My great-grandmother was a keen tatter. Every Christmas, my family took out her tatting: intricate cotton snowflakes, bells, Christmas trees, flowers, all tatted by her own hand. Tatting, I was told by my father, her grandson, was a dying art. It’s a bit similar to crochet, but the particular style of weaving has fallen out of favor through the years, for some reason. I’m aware that knitting and home-sewing have become chic hobbies in recent years, even (or especially) for urban lifestyles, but tatting (and please speak up, any tatting enthusiasts), has not so much. My ancestor’s graceful relics are admired fondly each year, but soon there will just not be enough tatting to go around for future generations to enjoy. And I fear that cooking, at home, not for commercial purposes, is on its way toward eclipse, too.

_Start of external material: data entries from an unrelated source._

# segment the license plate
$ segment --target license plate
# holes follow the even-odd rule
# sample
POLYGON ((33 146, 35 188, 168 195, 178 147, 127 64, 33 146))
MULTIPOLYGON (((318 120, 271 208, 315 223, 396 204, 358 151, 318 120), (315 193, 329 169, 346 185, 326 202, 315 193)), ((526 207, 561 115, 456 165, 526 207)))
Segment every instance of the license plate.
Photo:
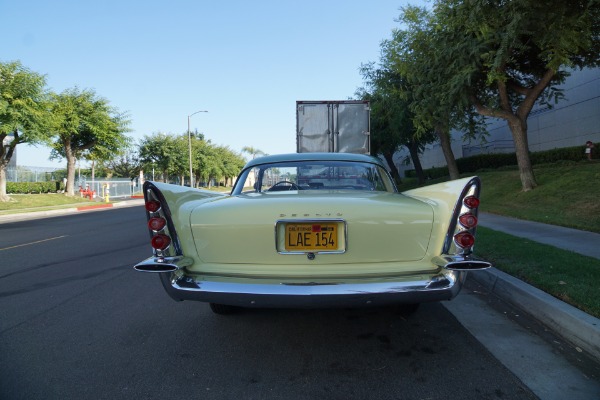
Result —
POLYGON ((338 250, 337 223, 287 223, 285 250, 314 252, 338 250))

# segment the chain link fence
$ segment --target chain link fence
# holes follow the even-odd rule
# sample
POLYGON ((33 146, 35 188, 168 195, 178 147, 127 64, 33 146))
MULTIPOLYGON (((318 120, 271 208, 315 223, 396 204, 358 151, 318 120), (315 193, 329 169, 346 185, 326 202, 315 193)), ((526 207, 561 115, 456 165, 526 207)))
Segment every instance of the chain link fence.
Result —
POLYGON ((91 190, 94 192, 94 197, 106 198, 127 198, 142 193, 142 187, 138 184, 137 179, 111 179, 111 180, 76 180, 75 190, 91 190))
MULTIPOLYGON (((64 187, 66 171, 64 169, 45 167, 17 167, 6 169, 7 182, 61 182, 64 187)), ((139 179, 90 179, 85 175, 75 176, 75 192, 89 189, 96 198, 126 198, 140 195, 142 187, 139 179)))
POLYGON ((65 170, 45 167, 17 167, 6 169, 8 182, 51 182, 61 181, 65 170))

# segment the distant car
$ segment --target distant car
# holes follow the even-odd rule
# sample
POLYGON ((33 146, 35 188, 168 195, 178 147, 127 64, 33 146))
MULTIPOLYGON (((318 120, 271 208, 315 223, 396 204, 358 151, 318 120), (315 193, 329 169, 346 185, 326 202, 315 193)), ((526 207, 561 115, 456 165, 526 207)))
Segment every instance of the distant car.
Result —
POLYGON ((449 300, 472 254, 480 181, 399 193, 382 162, 348 153, 250 161, 231 194, 144 183, 153 256, 175 300, 329 308, 449 300))

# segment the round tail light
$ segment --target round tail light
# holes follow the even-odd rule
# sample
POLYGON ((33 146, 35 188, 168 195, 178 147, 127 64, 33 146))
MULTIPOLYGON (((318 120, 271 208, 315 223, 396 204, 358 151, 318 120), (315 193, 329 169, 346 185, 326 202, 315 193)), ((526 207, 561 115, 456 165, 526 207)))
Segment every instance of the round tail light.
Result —
POLYGON ((454 235, 454 243, 456 243, 457 246, 462 247, 463 249, 473 247, 473 245, 475 244, 475 236, 473 236, 467 231, 459 232, 456 235, 454 235))
POLYGON ((164 218, 153 217, 148 220, 148 228, 152 231, 162 231, 167 221, 164 218))
POLYGON ((171 238, 167 235, 156 235, 152 238, 152 247, 156 250, 164 250, 171 244, 171 238))
POLYGON ((477 208, 479 207, 479 199, 475 196, 467 196, 463 199, 463 203, 465 206, 469 208, 477 208))
POLYGON ((156 200, 150 200, 146 202, 146 210, 150 212, 157 212, 160 210, 160 202, 156 200))
POLYGON ((473 228, 477 225, 477 217, 471 213, 466 213, 458 217, 458 221, 465 228, 473 228))

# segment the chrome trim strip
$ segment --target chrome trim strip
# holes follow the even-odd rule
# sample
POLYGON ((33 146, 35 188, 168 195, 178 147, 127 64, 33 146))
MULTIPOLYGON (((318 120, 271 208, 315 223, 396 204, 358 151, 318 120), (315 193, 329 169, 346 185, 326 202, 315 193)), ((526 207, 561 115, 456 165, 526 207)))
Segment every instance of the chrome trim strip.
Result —
POLYGON ((492 266, 491 263, 481 260, 473 255, 449 255, 442 254, 431 260, 438 267, 451 271, 476 271, 487 269, 492 266))
POLYGON ((173 272, 178 269, 192 265, 194 260, 189 257, 150 257, 133 266, 133 269, 140 272, 173 272))
POLYGON ((236 282, 186 276, 183 271, 160 274, 167 293, 174 300, 196 300, 240 307, 327 308, 380 306, 450 300, 464 282, 465 272, 442 270, 429 279, 414 281, 261 283, 260 279, 236 282))

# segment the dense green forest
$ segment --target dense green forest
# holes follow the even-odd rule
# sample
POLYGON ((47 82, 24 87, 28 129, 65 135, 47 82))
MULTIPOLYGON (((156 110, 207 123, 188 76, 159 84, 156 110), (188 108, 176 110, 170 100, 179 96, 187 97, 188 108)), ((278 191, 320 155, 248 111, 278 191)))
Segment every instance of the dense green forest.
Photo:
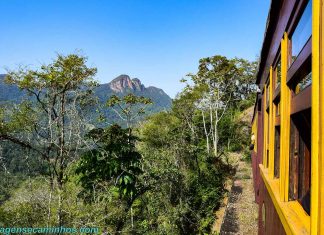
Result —
POLYGON ((33 98, 0 107, 0 227, 211 234, 235 174, 227 153, 249 145, 238 117, 254 102, 256 63, 201 59, 169 111, 138 119, 152 100, 129 93, 99 105, 86 62, 58 55, 8 71, 6 82, 33 98))

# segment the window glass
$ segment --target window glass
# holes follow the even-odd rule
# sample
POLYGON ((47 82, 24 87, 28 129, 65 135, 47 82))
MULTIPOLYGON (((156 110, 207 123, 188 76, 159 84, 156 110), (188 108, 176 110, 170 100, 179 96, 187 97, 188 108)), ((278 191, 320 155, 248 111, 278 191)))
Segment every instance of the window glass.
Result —
POLYGON ((292 115, 290 124, 289 199, 310 214, 311 109, 292 115))
POLYGON ((295 61, 308 39, 312 36, 312 1, 310 0, 291 37, 291 59, 295 61))
POLYGON ((279 103, 276 105, 276 116, 280 115, 280 101, 279 103))
POLYGON ((276 88, 280 86, 281 82, 281 58, 279 58, 278 64, 275 69, 275 76, 276 76, 276 88))
POLYGON ((280 176, 280 126, 275 127, 274 176, 280 176))
POLYGON ((307 74, 302 80, 298 82, 298 84, 294 89, 295 94, 297 95, 299 92, 301 92, 311 84, 312 84, 312 72, 307 74))

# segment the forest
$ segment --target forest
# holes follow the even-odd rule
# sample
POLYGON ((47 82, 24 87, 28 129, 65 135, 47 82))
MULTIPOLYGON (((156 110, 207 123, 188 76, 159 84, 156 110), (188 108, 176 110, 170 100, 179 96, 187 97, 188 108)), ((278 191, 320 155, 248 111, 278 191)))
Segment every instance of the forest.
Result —
POLYGON ((235 175, 228 153, 249 161, 240 115, 255 101, 256 69, 202 58, 172 107, 154 114, 152 100, 132 93, 99 104, 97 69, 83 55, 8 71, 6 82, 28 98, 0 103, 0 227, 212 234, 235 175))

But don’t call me the alarmist one. That home cooking is being practiced less and less in this country is nothing new. Nor is its decline being put into such maudlin terms. Over the past few months, I’ve read articles, attended talks, screenings and readings where influential thinkers in the food world have pointed to the demise in home cooking as one of the culprits for the “broken” food system in America. In the view of many, no longer cooking has contributed to an overall decay in personal well-being, too, and that includes our obesity epidemic. It’s not nearly just the individual who’s to blame, though. In many urban areas of the country, there are more fast food restaurants than there are stores to purchase whole and fresh foods; grocery stores are dwindling in numbers to the point where many New York City residents have no fresh food within reasonable walking distance. Around schools and colleges, fast-food and other convenience eateries have set up shop in the hopes of steering students away from the comparably more healthy cafeteria food choices (which could include a brown-bag lunch). And many of those students are taking the bait, and eating fast food every day, as was lamented by a public school teacher who raised his hand to ask a question after a sneak-preview screening for Food, Inc. a few weeks ago.

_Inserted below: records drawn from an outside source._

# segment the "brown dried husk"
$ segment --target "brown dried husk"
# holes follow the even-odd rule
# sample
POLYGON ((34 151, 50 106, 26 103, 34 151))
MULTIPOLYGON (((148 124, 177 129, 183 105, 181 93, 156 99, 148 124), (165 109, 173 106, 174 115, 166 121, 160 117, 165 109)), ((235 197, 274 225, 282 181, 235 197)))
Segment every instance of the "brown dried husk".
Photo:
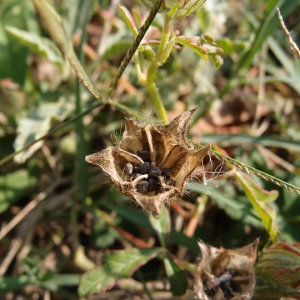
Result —
POLYGON ((227 250, 214 248, 199 242, 201 261, 195 276, 194 290, 200 300, 250 300, 255 287, 254 263, 256 260, 259 240, 236 249, 227 250), (235 280, 240 282, 241 292, 234 293, 231 298, 225 298, 220 287, 215 289, 213 296, 207 295, 205 290, 214 286, 213 282, 224 274, 225 270, 236 272, 235 280))
POLYGON ((209 145, 196 149, 186 141, 188 123, 195 110, 182 113, 166 126, 139 124, 130 118, 126 122, 123 139, 117 147, 108 147, 85 159, 98 165, 123 194, 158 218, 165 203, 183 194, 187 181, 210 149, 209 145), (124 166, 128 162, 143 163, 136 155, 141 149, 150 150, 152 167, 168 168, 171 171, 172 185, 164 183, 161 193, 139 193, 137 185, 143 177, 130 181, 130 176, 124 172, 124 166))

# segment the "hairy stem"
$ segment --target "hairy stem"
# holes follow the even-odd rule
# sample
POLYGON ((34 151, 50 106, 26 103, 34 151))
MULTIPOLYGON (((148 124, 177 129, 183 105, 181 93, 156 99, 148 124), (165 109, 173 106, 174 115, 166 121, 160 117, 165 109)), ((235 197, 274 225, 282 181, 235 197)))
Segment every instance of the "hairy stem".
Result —
POLYGON ((146 75, 145 87, 147 88, 152 102, 155 105, 155 109, 160 119, 164 124, 168 124, 168 117, 163 104, 163 101, 159 95, 157 87, 154 82, 155 74, 159 66, 161 66, 167 57, 165 57, 165 51, 168 47, 170 33, 171 33, 171 17, 165 15, 164 28, 162 30, 160 45, 156 54, 156 57, 151 61, 146 75))

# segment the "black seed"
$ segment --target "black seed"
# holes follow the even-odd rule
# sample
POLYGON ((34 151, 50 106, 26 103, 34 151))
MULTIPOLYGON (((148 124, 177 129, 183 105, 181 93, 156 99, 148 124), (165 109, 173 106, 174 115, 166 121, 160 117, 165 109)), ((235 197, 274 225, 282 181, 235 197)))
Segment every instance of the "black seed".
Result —
POLYGON ((171 170, 170 169, 162 168, 161 172, 162 172, 162 176, 164 176, 166 178, 170 178, 170 176, 171 176, 171 170))
POLYGON ((146 194, 148 192, 148 187, 148 181, 141 181, 141 183, 137 186, 137 191, 141 194, 146 194))
POLYGON ((157 191, 159 188, 159 183, 154 179, 149 179, 149 186, 148 186, 148 192, 154 192, 157 191))
POLYGON ((161 173, 162 172, 158 167, 153 167, 153 168, 150 168, 150 170, 149 170, 149 176, 152 176, 152 177, 159 176, 159 175, 161 175, 161 173))
POLYGON ((223 295, 225 298, 228 298, 228 297, 231 297, 231 292, 230 292, 230 289, 229 289, 229 282, 226 281, 226 282, 221 282, 220 284, 220 288, 223 292, 223 295))
POLYGON ((140 173, 133 173, 133 174, 130 176, 129 180, 130 180, 130 181, 133 181, 133 180, 137 179, 139 176, 141 176, 140 173))
POLYGON ((143 161, 150 162, 150 152, 148 150, 138 150, 136 152, 137 156, 140 157, 143 161))
POLYGON ((127 163, 124 167, 124 171, 127 175, 132 175, 133 165, 131 163, 127 163))
POLYGON ((140 172, 140 166, 133 166, 132 173, 139 173, 140 172))
POLYGON ((230 288, 234 293, 241 293, 242 289, 239 285, 235 284, 234 282, 230 282, 230 288))
POLYGON ((209 287, 204 287, 204 293, 207 296, 214 296, 214 294, 216 293, 216 290, 214 288, 209 288, 209 287))
POLYGON ((144 162, 143 164, 140 165, 140 173, 141 174, 148 174, 149 170, 150 170, 149 162, 144 162))

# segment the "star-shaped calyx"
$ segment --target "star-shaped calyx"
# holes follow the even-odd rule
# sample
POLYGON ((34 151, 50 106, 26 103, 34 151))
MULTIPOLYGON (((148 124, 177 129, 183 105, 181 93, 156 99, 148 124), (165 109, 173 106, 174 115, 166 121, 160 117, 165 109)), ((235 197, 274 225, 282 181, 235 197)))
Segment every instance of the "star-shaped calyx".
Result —
POLYGON ((186 141, 195 110, 182 113, 165 126, 139 124, 130 118, 117 147, 107 147, 85 159, 98 165, 123 194, 158 218, 165 203, 182 196, 210 149, 209 145, 197 149, 186 141))

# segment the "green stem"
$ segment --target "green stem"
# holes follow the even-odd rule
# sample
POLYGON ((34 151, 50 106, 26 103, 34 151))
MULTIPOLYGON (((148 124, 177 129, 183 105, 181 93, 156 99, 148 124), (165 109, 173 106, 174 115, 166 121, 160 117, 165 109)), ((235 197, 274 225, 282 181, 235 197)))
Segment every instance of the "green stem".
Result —
POLYGON ((155 109, 163 124, 168 124, 168 116, 164 107, 164 104, 160 98, 157 87, 154 82, 146 85, 146 88, 152 98, 153 104, 155 105, 155 109))
POLYGON ((155 59, 153 59, 151 61, 150 65, 148 67, 147 74, 146 74, 146 82, 145 82, 145 87, 147 88, 147 90, 152 98, 153 104, 155 105, 156 112, 164 124, 168 124, 168 117, 167 117, 167 113, 166 113, 163 101, 162 101, 162 99, 158 93, 157 87, 154 83, 154 77, 155 77, 157 68, 159 66, 161 66, 166 60, 165 51, 168 47, 168 43, 169 43, 169 39, 170 39, 171 21, 172 21, 172 18, 166 14, 164 28, 162 30, 161 41, 160 41, 160 45, 159 45, 159 48, 157 51, 157 55, 156 55, 155 59))
POLYGON ((171 33, 171 21, 172 18, 168 16, 168 14, 165 14, 165 20, 164 20, 164 28, 161 34, 160 44, 158 48, 158 52, 156 55, 156 58, 154 62, 160 62, 162 55, 165 52, 165 49, 168 45, 169 39, 170 39, 170 33, 171 33))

So here are a few quotes from other concerned voices on the “death” of home cooking and its repercussions, culled from my favorite recent food-related articles and scribbles in my notebook. Please note that the direct quotes were hand-transcribed by yours truly on location and thus may not be completely accurate in wording (but probably are; I’m just being cautious). I encourage you to check out the articles linked, which are terrific.
“I don’t think they cook, I think they get frozen, take-out food when they eat in” — Gael Greene, of people when they “eat in,” at a panel on “Food Trends and Finds” at the 92nd St. Y, 12/15/08
“Unfortunately for the last few generations, cooking has been left by the wayside in exchange for cheap, convenient substitutes as people became increasingly squeezed for time and energy.” — Rob Smart, in the Huffington Post, 7/2/09
“Home cooks more than ever today don’t know the basics of cooking — once learned by watching parents or grandparents in the kitchen.” — Pervaiz Shallwani, in The Wall Street Journal, 4/1/09
“As we lost our skills at the stove, we also lost something less tangible but no less important: the opportunity to spend time together in the kitchen, talking and cooking.” — Amanda Hesser, in a New York Times Op-Ed, 5/30/09
“Americans hate inconvenience.” — Joel Salatin, at a panel discussion after a screening of Fresh, 5/27/09
“You do see a lot more people cooking, and that’s a healthy change.” — Michael Pollan, at a discussion on his book, In Defense of Food, at The Museum of Natural History, 5/14/09
This last quote offers a slice of the brighter side, and a point that’s being made more and more frequently: that people are cooking more due to the economic recession. A second wind for the “dying art” of cooking?
“In the last depression, we didn’t have McDonald’s,” Michael Pollan went on to say at that lecture, alluding to the fact that the fast food chain’s sales have been climbing ever since the recession began. Frozen food like pot pies and TV dinners are on the rise, too. I think this goes to show that cooking for everyday consumption is already out the window for many people. But that doesn’t mean that it can’t enjoy a little play for novelty’s sake, does it?
So rather than overwhelm oneself with make-ahead meals, weekly grocery shopping and recipe-hunting, perhaps all those non-cookers out there might want to think of preparing a meal as a fun recreation. Like enrolling in a class on knitting, or taking up the art of ship-in-a-bottle making. For the sake of preserving an archaic tradition. They might just find it rewarding enough to keep it alive.